The case resulted in a series of groundbreaking opinions on e-discovery issues such as preserving e-mail, cost-shifting and restoring back up tapes. Those opinions are referred to as Zubulake I and III (cost-shifting), Zubulake IV (data preservation) and Zubulake V (role of counsel in litigation). Summaries of the opinions are available here.
The latest result is Laura Zubulake’s book, Zubulake’s e-Discovery: The Untold Story of My Quest for Justice, in which she explores her e-discovery experiences. Those experiences arose after she decided to search for electronic evidence that she was led to believe didn’t exist.
3 Simple Words with Big Consequencees
One key piece of evidence was a reply to an e-mail message inquiring whether the recipient had received a previous e-mail. The reply stated: “Received. Thanks, Mike.”
That simple message illustrated UBS was aware of Ms. Zubulake’s sexual discrimination complaint to the U.S. Equal Employment Opportunity Commission (EEOC) when the decision was made to terminate her. You can read more about this critical message in Judge Scheindlin’s order here (see pages 16-20).
From the records and information management perspective, that simple message illustrates that any recorded information – no matter how trivial or inocuous it may appear – can have far-reaching consequences.

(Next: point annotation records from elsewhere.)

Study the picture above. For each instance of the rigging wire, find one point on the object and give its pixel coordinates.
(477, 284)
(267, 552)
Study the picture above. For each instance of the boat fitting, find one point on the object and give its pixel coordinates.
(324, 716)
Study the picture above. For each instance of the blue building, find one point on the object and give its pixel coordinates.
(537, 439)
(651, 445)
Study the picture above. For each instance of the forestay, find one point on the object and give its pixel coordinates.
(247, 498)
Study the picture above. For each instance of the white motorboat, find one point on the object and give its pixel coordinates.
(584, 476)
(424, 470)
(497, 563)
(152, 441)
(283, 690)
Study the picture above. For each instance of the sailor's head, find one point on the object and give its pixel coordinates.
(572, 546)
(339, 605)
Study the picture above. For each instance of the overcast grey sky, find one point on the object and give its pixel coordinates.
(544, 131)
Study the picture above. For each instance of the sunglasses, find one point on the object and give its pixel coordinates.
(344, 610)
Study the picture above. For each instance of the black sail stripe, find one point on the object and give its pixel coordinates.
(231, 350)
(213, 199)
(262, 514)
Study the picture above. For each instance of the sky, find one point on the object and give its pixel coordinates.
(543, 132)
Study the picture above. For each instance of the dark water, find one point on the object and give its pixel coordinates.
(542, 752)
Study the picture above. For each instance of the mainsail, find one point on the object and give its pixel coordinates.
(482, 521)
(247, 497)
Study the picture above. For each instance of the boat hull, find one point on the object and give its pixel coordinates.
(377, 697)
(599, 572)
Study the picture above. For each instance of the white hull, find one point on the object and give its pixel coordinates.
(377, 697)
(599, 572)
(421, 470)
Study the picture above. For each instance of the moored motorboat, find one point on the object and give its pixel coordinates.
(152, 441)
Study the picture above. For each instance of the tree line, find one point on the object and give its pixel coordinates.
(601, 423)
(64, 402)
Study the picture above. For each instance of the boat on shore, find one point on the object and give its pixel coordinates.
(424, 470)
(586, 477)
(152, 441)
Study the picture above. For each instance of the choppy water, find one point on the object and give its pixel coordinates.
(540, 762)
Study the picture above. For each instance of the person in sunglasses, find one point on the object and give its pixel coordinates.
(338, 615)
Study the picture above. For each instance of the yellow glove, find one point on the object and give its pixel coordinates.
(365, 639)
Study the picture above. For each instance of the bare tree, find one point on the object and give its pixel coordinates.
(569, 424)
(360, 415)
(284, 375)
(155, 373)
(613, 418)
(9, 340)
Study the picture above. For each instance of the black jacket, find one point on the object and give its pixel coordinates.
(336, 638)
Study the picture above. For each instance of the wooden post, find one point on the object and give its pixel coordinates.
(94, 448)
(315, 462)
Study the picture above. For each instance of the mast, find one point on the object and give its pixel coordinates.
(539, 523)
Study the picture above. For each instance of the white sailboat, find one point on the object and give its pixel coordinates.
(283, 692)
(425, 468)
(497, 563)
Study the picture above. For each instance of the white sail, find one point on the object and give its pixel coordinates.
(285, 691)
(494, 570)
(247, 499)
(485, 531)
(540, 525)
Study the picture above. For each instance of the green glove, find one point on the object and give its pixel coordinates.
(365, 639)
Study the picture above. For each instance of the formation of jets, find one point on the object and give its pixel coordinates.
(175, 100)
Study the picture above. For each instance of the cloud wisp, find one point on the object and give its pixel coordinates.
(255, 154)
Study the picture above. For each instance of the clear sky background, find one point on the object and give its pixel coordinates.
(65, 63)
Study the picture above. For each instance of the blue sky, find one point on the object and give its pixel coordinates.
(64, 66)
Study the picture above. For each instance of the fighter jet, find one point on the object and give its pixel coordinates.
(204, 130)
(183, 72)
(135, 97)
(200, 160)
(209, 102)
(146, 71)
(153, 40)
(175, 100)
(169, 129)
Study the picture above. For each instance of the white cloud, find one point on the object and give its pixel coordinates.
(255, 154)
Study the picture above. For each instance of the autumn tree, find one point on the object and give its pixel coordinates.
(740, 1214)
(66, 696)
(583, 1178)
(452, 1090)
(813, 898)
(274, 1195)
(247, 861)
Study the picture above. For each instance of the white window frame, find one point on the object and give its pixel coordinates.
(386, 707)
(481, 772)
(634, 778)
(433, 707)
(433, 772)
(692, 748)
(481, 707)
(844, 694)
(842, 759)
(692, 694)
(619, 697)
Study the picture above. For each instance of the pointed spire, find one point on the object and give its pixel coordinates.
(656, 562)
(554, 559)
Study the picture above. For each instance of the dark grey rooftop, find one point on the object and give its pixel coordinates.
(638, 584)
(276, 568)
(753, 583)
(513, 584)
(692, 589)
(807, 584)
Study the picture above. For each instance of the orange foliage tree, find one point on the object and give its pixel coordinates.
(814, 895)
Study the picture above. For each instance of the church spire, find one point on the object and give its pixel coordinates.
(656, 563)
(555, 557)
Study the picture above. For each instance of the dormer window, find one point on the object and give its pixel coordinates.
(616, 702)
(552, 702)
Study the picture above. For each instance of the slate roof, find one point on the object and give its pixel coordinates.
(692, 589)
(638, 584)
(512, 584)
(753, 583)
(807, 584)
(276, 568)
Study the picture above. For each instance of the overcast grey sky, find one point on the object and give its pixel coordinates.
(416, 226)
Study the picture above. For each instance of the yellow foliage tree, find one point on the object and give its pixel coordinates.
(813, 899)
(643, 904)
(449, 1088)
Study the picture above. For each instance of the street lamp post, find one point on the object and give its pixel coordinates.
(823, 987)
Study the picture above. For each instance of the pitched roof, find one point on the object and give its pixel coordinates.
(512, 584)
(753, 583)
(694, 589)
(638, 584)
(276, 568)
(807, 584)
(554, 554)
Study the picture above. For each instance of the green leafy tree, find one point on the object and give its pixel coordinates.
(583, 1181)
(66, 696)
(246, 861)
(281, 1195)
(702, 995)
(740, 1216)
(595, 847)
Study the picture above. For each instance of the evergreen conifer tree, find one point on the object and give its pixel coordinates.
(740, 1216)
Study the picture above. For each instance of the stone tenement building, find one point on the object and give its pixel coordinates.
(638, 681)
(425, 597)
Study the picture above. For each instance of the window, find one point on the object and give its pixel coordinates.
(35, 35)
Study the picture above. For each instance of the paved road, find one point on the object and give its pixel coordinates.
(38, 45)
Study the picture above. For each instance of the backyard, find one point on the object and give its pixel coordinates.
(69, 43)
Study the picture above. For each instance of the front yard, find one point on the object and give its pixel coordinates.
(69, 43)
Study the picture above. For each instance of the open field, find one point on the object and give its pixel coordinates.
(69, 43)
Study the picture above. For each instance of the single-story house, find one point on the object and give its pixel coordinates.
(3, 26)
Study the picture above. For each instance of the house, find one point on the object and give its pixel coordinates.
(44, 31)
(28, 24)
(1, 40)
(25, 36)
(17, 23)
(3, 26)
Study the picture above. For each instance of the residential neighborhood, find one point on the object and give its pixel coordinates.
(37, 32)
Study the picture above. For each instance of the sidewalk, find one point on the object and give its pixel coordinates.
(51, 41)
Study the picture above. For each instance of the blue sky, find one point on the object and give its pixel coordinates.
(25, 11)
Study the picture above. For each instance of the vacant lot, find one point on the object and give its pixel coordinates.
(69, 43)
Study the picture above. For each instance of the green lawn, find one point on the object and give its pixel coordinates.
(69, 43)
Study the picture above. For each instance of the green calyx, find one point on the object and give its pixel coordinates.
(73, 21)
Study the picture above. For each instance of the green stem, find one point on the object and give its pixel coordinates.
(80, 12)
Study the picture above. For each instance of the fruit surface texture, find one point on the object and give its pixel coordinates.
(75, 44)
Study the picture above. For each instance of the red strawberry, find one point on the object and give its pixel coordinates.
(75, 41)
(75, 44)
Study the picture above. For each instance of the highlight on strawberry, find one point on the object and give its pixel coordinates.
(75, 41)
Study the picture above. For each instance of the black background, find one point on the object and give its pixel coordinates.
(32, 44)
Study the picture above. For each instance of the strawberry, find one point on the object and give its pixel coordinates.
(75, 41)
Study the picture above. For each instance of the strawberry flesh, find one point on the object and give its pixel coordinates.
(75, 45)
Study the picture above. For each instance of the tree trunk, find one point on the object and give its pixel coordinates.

It also illustrates, as discussed by Cary J. Calderone, Esq. in a recent post in his Data Rules and E-discovery Law blog, that the preference of records and information management professionals to limit the designation of a record to as few pre-defined items as possible can prove unworkable because of the arbitrary distinction between ‘records’ and ‘non-records’.
In the same situation, how would your organization respond to the following thought-provoking questions Mr. Calderone asks in his blog post?
- Is there an entry in any Records Retention and Deletion schedule where that three word e-mail would be classified and retained as a Record?
- Would it get automatically classified?
- Would it be left up to an employee to retain it?
Definitely food for thought for all records and information management professionals.